Lehman Bros. collapse triggered economic turmoil
NEW YORK -- The fallout was fast and frightening, and will reach far into the future.
Almost 6 million lost jobs. A 5,000-point Dow plunge. The government bailing out cash-starved banks. General Motors and Chrysler declaring Chapter 11. The unemployment rate doubling to almost 10%. Consumers getting $4,500 handouts from Uncle Sam to buy a car. Talk of a 1930s-style depression.
To modern-day Wall Street historians, these bizarre events mimic the other-worldly feel of a Ripley's Believe It or Not episode. But all those unthinkable occurrences made news in the past year. They all tie back to Sept. 15, 2008, the day Wall Street titan Lehman Bros. filed for bankruptcy. The collapse of the investment bank was so shocking it triggered a financial tsunami of such size and scope that it was compared to the Great Depression.

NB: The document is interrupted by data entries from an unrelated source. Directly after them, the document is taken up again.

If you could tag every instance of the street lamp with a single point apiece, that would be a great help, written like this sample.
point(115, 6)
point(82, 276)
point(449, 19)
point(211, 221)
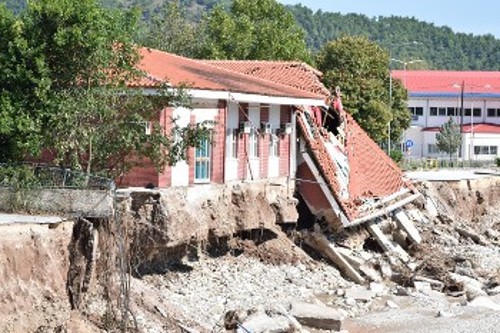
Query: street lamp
point(405, 65)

And while the events of that panic-drenched day are probably not etched into peoples' memories as are the "I remember where I was" vividness of the bombing of Pearl Harbor, the assassination of JFK, the space shuttle Challenger explosion or the Sept. 11 terrorist attacks, it will be remembered as the day Lehman's demise almost triggered a global financial meltdown.
"Lehman's bankruptcy will forever be synonymous with the financial crisis and (resulting) wealth destruction," says Paul Hickey, founder of Bespoke Investment Group.
The legacy of Lehman's fall is still playing out. Investors and consumers are adapting to a new world that many analysts warn will be far less ebullient than the high-risk, credit-fueled system that came crashing down a year ago in a rubble of bad loans.
"We are on a bumpy journey to a new destination," says Mohamed El-Erian, CEO of giant money manager Pimco. "The new destination will look much different than where we came from."
In the years leading up to the Lehman collapse, the economy was artificially fueled by cheap money that made it easy for anyone who wanted a loan to buy a house, a car or expand a business to get one. Before the housing crash, many Americans treated the rising value of their homes and other investments as a substitute for savings. But the $14 trillion in household wealth destruction caused by plunging home prices and the worst stock swoon since the 1930s has wiped away that false sense of financial security for a generation of Americans.
Trust in the stability of the financial system took a major hit when, after having hinted that it would not let any major financial institution fail, the government did a 180-degree turn and refused to bail out Lehman, says John Garvey, head of the U.S. financial services practice at PricewaterhouseCoopers.
"That shook market confidence to its core and caused people to believe the whole system could blow up," says Garvey. "I don't think anyone fully understood the impact of confidence and what it means to the proper functioning of the system."